The Glorious Model O 2 uses their branded BAMF 2.0 sensor. The sensor is cable of up to 26,000 DPI @ 1000 Hz polling rate with the dongle.
In my experience with the mouse, I didn’t experience any stuttering, angle-snapping or acceleration playing at 800 or 1600 DPI. The sensor is accurate and responsive.
There have been reports of stutter when using this mouse when used with the wireless dongle, I didn’t experience any of this, it may have been fixed with firmware but something to definitely be aware of.
The rated 110 hour battery life is a little bit ambitious, I had to recharge just a bit over 100 hours, but still quite an improvement over the original O.
The Model O 2 has storage for 3 onboard profiles, to set up these profiles, Glorious offers Glorious Core for this mouse and all of their products.
Glorious recommended a firmware update when unboxing the mouse. The firmware update is straightforward, plug in the mouse, let Glorious Core detect and install the firmware.

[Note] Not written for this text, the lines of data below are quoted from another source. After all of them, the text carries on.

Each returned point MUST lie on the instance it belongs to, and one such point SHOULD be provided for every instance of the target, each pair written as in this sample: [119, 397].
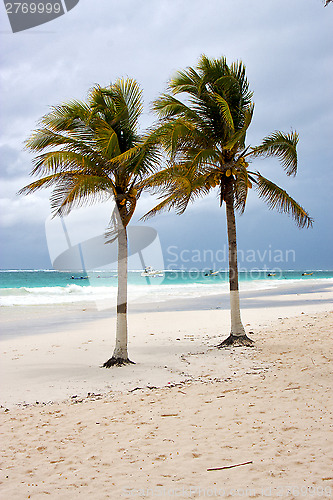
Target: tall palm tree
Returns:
[92, 151]
[204, 135]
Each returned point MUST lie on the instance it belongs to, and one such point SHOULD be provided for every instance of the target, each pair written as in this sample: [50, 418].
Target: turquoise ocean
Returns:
[50, 287]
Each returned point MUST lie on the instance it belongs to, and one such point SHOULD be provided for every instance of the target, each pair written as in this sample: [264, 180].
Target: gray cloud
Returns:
[285, 46]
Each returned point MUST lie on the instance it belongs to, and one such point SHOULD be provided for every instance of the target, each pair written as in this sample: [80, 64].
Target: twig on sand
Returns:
[230, 466]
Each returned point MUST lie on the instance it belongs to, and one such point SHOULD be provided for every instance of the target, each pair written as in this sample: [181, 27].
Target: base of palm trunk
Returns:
[237, 340]
[117, 362]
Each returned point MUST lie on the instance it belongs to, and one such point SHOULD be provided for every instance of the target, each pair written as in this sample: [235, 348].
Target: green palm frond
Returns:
[278, 199]
[282, 146]
[225, 112]
[45, 182]
[91, 151]
[241, 187]
[75, 191]
[107, 140]
[239, 136]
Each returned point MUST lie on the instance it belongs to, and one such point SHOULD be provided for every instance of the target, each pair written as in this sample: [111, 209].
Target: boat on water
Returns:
[212, 273]
[152, 273]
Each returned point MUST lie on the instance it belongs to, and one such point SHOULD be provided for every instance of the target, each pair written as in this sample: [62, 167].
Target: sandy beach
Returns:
[154, 429]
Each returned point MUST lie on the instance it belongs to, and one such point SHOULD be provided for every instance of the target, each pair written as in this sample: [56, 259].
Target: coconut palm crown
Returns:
[91, 151]
[203, 133]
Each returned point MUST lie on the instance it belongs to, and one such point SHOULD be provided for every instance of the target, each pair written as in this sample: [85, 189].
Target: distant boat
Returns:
[212, 273]
[149, 271]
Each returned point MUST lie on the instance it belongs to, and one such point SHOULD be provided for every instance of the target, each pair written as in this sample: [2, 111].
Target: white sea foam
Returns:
[105, 296]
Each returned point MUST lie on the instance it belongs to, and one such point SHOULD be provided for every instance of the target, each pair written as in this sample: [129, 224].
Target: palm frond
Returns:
[225, 112]
[278, 199]
[282, 146]
[78, 190]
[241, 189]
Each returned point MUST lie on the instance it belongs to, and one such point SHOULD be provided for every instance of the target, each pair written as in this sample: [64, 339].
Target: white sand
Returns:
[269, 405]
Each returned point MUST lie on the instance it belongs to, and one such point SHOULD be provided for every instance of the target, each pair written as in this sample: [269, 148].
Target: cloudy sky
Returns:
[286, 46]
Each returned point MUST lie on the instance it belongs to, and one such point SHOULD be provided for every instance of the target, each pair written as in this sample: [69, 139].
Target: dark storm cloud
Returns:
[285, 46]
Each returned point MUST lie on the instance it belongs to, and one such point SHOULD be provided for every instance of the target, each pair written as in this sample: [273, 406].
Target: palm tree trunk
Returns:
[237, 335]
[120, 355]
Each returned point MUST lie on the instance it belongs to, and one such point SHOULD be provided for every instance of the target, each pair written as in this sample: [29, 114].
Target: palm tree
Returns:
[204, 136]
[92, 151]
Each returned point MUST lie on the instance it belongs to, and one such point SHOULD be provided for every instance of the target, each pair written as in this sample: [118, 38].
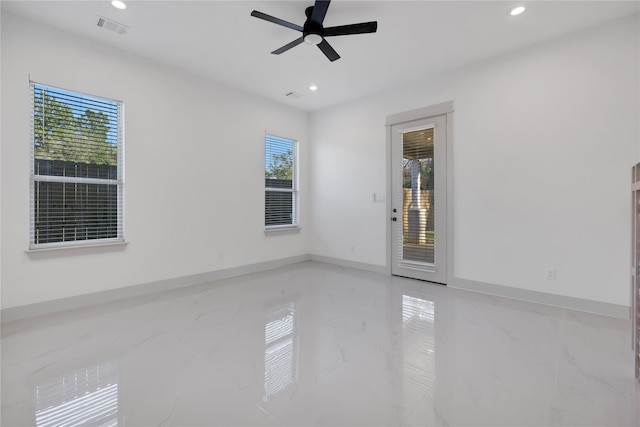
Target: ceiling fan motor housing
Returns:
[312, 32]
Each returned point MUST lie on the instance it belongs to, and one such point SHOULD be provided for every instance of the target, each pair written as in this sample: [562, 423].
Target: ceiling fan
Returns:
[314, 33]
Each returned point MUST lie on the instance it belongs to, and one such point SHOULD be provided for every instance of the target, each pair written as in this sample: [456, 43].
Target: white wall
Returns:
[543, 142]
[194, 169]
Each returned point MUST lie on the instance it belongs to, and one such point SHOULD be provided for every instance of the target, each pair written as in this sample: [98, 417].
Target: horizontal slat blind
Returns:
[77, 168]
[281, 182]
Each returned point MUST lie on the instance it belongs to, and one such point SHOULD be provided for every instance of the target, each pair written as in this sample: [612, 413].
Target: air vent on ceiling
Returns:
[111, 25]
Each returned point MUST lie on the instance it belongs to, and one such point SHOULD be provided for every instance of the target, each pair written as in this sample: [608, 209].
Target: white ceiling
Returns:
[220, 40]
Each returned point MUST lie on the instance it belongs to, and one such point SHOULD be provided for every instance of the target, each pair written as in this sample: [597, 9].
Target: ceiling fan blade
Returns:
[276, 20]
[329, 52]
[320, 10]
[343, 30]
[288, 46]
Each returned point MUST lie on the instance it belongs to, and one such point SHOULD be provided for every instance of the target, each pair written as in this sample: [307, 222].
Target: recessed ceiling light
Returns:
[517, 10]
[118, 4]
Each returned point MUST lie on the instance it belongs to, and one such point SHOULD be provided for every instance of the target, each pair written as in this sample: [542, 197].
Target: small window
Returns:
[281, 183]
[77, 169]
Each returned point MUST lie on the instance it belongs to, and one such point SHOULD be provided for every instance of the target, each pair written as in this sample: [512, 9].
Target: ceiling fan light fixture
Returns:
[313, 39]
[118, 4]
[517, 10]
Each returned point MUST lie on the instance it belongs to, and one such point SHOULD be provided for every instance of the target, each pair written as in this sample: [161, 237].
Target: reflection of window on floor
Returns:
[87, 396]
[281, 349]
[419, 346]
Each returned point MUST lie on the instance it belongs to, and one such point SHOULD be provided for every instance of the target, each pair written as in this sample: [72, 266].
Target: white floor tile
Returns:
[319, 345]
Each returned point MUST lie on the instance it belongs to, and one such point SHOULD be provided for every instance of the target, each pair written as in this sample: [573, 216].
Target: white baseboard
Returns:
[70, 303]
[381, 269]
[573, 303]
[47, 307]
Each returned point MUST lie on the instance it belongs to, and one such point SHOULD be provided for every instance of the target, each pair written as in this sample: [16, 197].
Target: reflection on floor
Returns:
[314, 344]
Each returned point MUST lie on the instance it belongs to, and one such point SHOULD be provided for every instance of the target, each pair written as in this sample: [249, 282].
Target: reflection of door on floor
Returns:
[419, 199]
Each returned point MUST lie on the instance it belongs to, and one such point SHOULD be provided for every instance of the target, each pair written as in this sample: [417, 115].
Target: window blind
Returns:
[77, 169]
[281, 182]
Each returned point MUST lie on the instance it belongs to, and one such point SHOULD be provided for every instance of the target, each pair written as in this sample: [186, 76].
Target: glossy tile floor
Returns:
[313, 344]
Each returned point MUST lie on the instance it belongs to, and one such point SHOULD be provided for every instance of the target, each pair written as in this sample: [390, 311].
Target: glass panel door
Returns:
[418, 183]
[418, 204]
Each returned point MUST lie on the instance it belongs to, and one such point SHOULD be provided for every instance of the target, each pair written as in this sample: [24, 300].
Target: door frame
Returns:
[443, 109]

The lighting tab lets you choose the mouse’s RGB mode, as well as brightness and animation spee.d
The performance tab lets you change the lift off distance (LOD), debounce time, motion sync and polling rate.
I would set debounce to as low as possible without showing any clicking issues, 0ms and go from there.
Motion sync acts like VRR for your mouse, enabling this should result in smoother tracking experience at a tiny input latency cost, your choice whether not to enable this.
What’s in the box
Glorious is packing a standard set of accessories with the Model O 2
- Ascended braided cable
- USB-A dongle with extender
- Warranty information
- Quick set up
Time has blown past the Model O line. The Model O 2 Wireless would’ve been a great mouse 2 years ago, but in 2023, we have a lot of great wireless gaming mice that are lighter and cheaper.
It’s hard to make a recommendation for the Model O 2, there’s a healthy selection of mice with the flat FK style shape. On the higher end you have mice like the Razer Viper V2 Pro which is leaps and bounds better than the Model O 2 in every way.
For less money, you can get a wireless Haste 2, and that mouse has no holes, is lighter and has better buttons.
There are also all the other great claw grip gaming mice that are out in the wild.
So unless you’re bought into the Glorious eco-system, or just like the specific way the Model O shape feels, you’re better off looking at other mice.